玉座の間では、帰還したジギスムント王が地図を広げていた。
金糸のような淡い銀髪が肩に落ちるが、乱れは一筋もない。
「遅かったな」
「ちょっと、気になるものを見に行ってただけ」
ノリスは一瞬だけ、彼を見上げた。
(本当に、美しい)
氷のように整った顔立ち。
感情を排した瞳。
触れれば壊れそうなのに、決して折れない気配。
この男を手に入れることは、
世界の一部を所有することと同義だ。
ノリスは彼の前に立ち、微笑んだ。
「ねえ、ジギスムント」
「なんだ」
「結婚しましょう」
あまりにも唐突で、感情の起伏もない声音。
ジギスムントは一瞬だけ眉を動かし――すぐに頷いた。
「いいだろう。
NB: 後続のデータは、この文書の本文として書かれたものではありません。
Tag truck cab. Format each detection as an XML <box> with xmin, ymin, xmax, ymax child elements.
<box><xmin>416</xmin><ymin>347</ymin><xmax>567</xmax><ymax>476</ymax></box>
ロンデル公国攻略の褒美だ」
それだけだった。
条件も、愛の言葉もない。
「式はどうする?」とノリス。
「ここでいい。
聖堂は不要だ。部下に支度させよう」
ノリスは目を細める。
「招待客は?私のお披露目は??」
「必要ない。お前にとって、結婚の事実だけで十分だろう」
沈黙。
そして、ノリスはふっと笑った。
「……最高」
心から楽しそうに。
「形式だけの結婚。情も祈りもいらない。
あなたらしくて、素敵よ」
ジギスムントはそれ以上、何も言わなかった。
◆
数日後。
王の執務室で、簡素すぎる婚礼が行われた。
祭壇はなく、祝福もない。
神官も不在。
剣を立て、名を読み上げるだけの儀式。
その中央に立つジギスムントは、神像のようだった。
白銀の軍装が完璧に身体へ沿い、
伏せられた睫毛は長く、
視線を上げれば、射抜くような光が宿る。
誰もが息を呑む美貌。
彼は、それを自覚した上で使いこなしていた。
だが、婚礼に立ち会うのは、武装した将兵たちだけ。
祝福の言葉すらない、軍式の誓約。
それでも、ノリスは満足そうだった。
「これでいいの」
赤い瞳が、楽しげに細まる。
「私は選ばれた。それで十分」
だが、その光景を、静かに見つめる者がいた。
第二将軍シュルツ。
老練な将で、ロンデル公国攻略まではノリスの力も、
王の理想も信じていた男。
だが今の光景は――
あまりに空虚だった。
愛も誓いもなく、利用と打算だけの婚姻。
世間知らずな魔王を誑かし、兵を飾りに使う王。
そんな婚姻を、打算から信じようとする魔王。
(……違う)
王の背中は、少しも揺れていなかった。
隣でブーケを持つ美しい花嫁を一度も見なかった。
胸の奥で、何かが冷たく崩れる。
(幾ら魔王とは言え、
これは、国を危うくさせる。惨い仕打ちだ)
その夜、シュルツは密かに軍を離れた。
向かう先は、噂に聞く場所。
魔王城の奥。
聖女が魔物と共に秩序を築いているという、あり得ない場所。
魔王城は新たな来訪者を迎えようとしていた。